Remember that applying for a credit limit increase or a new credit card will result in a hard inquiry. Each hard inquiry you get on your credit report will knock off about 6 points from your score. The effect of hard inquiries on your score will fade over time.
A hard inquiry does not affect your score after 12 months. But each hard inquiry stays on your report for 2 years. As long as you continue to use your credits responsibly, your score should recover from hard inquiries in a few months.
Related: How long do hard inquiries stay on a credit report?
4. Add your rent and utility payments to your credit report
Another trick you can use is having all business dealings reported to credit bureaus.
Your rent payment, utility payments, phone bills, etc., can be reported to credit bureaus. I am assuming that you pay them on time. Otherwise, late payments on these accounts can lower your credit score more once reported. Your game here is to remove as many negative items as possible from your credit report and replace them with good ones. That is how you play and win the game.
If you follow this strategy, your score should improve significantly within 30 days.
Things to avoid when raising your credit score in 30 days
To execute this plan successfully, you must avoid any activities hindering your progress. You cannot improve your credit score in 30 days by deleting and replacing one negative item with another.

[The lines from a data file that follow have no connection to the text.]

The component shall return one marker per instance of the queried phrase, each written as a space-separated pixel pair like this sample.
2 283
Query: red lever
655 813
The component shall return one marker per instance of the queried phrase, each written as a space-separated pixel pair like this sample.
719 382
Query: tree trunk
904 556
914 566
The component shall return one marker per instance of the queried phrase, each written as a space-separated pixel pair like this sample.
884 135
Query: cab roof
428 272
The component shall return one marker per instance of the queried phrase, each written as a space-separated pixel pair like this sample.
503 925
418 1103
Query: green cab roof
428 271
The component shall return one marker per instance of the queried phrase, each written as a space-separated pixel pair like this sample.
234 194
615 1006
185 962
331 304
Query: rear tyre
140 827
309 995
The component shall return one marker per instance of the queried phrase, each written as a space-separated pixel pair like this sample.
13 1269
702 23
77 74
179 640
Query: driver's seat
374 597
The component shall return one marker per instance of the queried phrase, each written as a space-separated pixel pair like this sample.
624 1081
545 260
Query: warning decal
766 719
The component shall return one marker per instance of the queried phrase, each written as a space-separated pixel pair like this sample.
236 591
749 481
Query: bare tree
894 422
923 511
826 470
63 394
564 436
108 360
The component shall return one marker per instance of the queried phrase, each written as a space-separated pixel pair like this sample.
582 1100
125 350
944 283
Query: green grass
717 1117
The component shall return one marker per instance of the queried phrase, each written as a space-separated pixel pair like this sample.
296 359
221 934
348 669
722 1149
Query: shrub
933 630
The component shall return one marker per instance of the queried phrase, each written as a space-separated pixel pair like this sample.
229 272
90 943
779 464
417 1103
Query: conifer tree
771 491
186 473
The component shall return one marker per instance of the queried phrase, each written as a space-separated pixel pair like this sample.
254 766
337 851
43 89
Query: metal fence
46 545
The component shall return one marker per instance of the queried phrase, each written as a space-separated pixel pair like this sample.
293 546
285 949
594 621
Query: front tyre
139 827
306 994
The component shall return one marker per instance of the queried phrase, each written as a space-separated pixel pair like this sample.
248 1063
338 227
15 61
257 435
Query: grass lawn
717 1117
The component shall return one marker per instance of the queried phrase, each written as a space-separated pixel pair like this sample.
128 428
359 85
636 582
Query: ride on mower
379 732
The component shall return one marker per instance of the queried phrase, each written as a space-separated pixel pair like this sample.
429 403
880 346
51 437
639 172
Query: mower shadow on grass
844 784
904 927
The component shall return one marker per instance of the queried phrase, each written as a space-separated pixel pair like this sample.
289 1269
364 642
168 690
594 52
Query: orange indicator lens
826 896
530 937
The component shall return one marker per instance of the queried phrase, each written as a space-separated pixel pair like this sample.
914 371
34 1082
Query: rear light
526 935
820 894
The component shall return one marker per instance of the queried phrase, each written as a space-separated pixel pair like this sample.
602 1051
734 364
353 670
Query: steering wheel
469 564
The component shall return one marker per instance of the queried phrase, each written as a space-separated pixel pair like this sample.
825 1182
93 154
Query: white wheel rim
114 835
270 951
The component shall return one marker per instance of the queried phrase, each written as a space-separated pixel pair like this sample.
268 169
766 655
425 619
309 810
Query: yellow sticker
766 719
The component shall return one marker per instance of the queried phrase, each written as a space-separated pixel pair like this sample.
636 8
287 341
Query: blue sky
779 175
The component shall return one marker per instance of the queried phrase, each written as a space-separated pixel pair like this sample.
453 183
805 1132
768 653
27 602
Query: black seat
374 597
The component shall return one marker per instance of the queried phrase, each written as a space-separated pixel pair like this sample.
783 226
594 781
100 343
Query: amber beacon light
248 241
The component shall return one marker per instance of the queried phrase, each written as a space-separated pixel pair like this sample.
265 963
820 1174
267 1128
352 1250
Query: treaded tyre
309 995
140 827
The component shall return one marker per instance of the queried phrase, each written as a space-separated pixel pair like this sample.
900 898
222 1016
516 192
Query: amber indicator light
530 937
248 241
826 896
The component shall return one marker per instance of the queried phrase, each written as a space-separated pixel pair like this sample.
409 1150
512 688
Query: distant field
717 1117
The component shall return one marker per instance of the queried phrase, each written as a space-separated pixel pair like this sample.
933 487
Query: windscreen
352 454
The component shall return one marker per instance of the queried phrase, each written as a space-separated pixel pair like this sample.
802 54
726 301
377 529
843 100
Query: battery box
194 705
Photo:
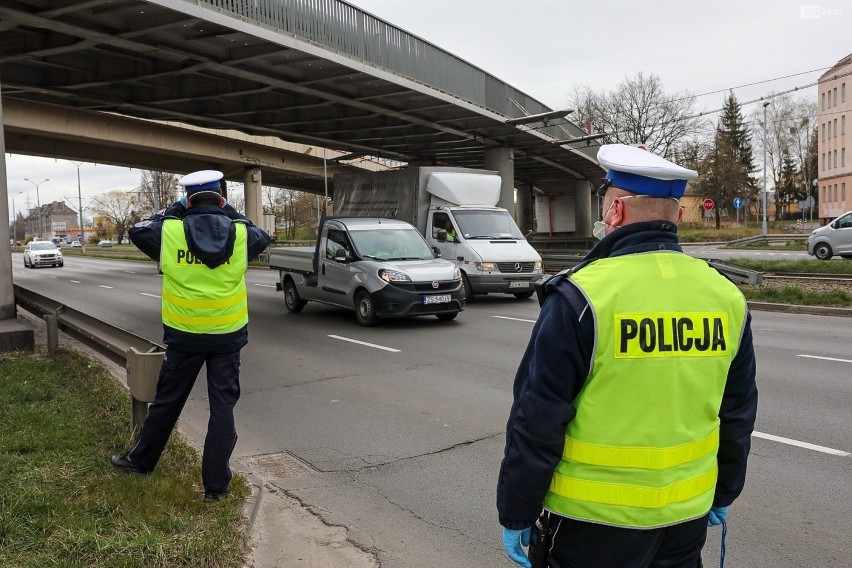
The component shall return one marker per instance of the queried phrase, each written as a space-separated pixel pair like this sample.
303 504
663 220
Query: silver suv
833 239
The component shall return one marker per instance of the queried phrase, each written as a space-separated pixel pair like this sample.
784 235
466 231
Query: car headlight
393 275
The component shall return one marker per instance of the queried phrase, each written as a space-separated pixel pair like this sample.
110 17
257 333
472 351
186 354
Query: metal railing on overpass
140 357
346 29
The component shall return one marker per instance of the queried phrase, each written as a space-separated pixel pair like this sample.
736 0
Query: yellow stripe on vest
632 495
647 458
205 303
203 320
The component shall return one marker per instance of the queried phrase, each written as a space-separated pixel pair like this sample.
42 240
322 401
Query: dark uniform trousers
578 544
177 376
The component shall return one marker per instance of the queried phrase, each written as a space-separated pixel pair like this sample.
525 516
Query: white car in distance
42 253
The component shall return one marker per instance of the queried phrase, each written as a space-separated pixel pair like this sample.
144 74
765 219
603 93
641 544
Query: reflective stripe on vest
198 299
641 451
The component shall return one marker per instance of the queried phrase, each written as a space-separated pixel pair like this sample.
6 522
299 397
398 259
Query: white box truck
455 209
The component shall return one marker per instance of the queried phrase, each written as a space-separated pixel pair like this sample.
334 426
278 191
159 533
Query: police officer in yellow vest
635 400
203 245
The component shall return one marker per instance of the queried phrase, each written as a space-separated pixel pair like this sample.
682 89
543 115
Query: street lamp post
38 202
80 206
766 104
15 218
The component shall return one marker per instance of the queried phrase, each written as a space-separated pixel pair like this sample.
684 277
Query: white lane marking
391 349
805 445
825 358
514 319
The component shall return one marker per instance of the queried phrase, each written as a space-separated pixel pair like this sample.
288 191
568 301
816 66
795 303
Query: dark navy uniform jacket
555 365
203 224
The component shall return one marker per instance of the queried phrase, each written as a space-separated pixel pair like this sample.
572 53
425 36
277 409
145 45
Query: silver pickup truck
380 268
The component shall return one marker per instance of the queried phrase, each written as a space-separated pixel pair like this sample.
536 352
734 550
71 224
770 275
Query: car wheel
822 251
468 291
292 300
365 310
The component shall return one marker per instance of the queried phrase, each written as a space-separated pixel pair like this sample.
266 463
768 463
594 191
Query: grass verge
793 294
839 267
62 504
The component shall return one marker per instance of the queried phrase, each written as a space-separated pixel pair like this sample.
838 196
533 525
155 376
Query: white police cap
204 180
636 170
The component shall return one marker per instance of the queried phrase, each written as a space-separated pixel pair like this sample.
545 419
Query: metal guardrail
557 260
141 358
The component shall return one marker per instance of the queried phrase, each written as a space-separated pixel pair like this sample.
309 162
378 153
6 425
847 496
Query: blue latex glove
513 540
718 515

That is why you should be careful about how you use your accounts.
You must avoid the following things when raising your credit score in 30 days.

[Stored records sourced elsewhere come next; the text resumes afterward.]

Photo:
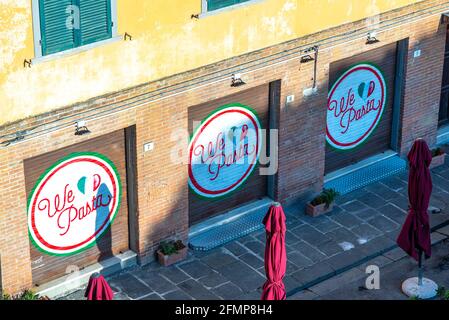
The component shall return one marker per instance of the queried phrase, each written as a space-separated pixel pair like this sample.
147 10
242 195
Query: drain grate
225 233
362 177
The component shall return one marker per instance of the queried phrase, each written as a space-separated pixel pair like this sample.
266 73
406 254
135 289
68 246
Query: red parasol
98 289
275 254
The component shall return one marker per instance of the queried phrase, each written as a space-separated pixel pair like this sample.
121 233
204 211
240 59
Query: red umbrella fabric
415 234
275 254
98 289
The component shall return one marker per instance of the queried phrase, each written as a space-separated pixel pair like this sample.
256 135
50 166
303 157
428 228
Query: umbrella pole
420 270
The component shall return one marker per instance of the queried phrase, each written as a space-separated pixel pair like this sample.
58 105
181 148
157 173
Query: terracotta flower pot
167 260
437 161
318 210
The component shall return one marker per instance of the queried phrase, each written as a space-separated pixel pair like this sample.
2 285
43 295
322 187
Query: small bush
327 196
437 152
171 247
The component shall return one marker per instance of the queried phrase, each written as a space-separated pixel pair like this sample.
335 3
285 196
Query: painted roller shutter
218 4
115 240
380 140
256 186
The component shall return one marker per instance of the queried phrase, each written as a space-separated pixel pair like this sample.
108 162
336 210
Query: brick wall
162 184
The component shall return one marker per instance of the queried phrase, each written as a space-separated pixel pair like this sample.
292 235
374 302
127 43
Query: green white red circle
73 203
356 104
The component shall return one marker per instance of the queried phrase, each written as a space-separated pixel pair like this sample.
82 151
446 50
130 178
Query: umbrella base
427 290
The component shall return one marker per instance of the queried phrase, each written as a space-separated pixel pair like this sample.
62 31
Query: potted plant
171 252
323 203
438 156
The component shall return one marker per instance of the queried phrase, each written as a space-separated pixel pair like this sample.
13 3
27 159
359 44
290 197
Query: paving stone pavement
351 285
364 224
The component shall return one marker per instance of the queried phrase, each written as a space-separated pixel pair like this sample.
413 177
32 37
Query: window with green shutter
67 24
218 4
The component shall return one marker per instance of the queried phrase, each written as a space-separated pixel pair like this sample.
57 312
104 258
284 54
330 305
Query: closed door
255 186
114 240
379 140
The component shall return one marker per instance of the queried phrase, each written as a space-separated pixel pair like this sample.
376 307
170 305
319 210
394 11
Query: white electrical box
148 146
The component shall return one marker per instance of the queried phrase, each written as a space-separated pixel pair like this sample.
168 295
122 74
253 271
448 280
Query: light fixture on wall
27 63
81 128
371 38
307 57
237 80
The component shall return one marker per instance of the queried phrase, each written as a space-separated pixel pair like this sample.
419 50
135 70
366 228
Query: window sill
230 8
74 51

- Avoid late payments: Payment history is the highest factor that affects your credit score, and it affects your credit score by 35%. Late payments stay on your credit report for 7 years. If you are trying to boost your credit score in 30 days, make sure you make all your payments before the due date for each active account.
- Do not close a credit account: You should never close an account even if you do not use your credit card. This is because by closing an account, you automatically lower your credit age, affecting your credit score by 15%. Credit age is the average length of time your accounts have been opened. Your credit score improves as your credit age goes higher. Your score will go lower when you close an account. You could also end up creating an imbalance in your credit mix, which is another factor that affects your credit score.
- Avoid excessive borrowing: Earlier, I mentioned that you can increase your credit limit by opening a new credit account or requesting a credit limit increase on your existing accounts. If you choose this route, make sure you qualify for those cards or an extra line of credit. More importantly, do not do it excessively. Otherwise, you could be denied, but the inquiries will be there whether you are accepted or denied. Remember, you are trying to give up 6 points off your credit score in exchange for a lower credit utilization (a higher credit limit will lower your utilization).
Final words
Can you raise your credit score in 30 days? Yes, you can boost your score in as little as 30 days. There are three important things you can do to improve your credit score in 30 days.
- Clean up your credit report: Remove or correct errors and inaccuracies from your credit report. Then, have all possible negative items removed or paid off from your report (when applicable).
- Reduce your credit utilization to under 10%
- Finally, submit your rent, utility payments, etc., to credit reporting bureaus.
While executing this plan, avoid activities that will reduce your score and hinder your progress, such as late payments and closing accounts.
This plan should help you raise your credit score in 30 days.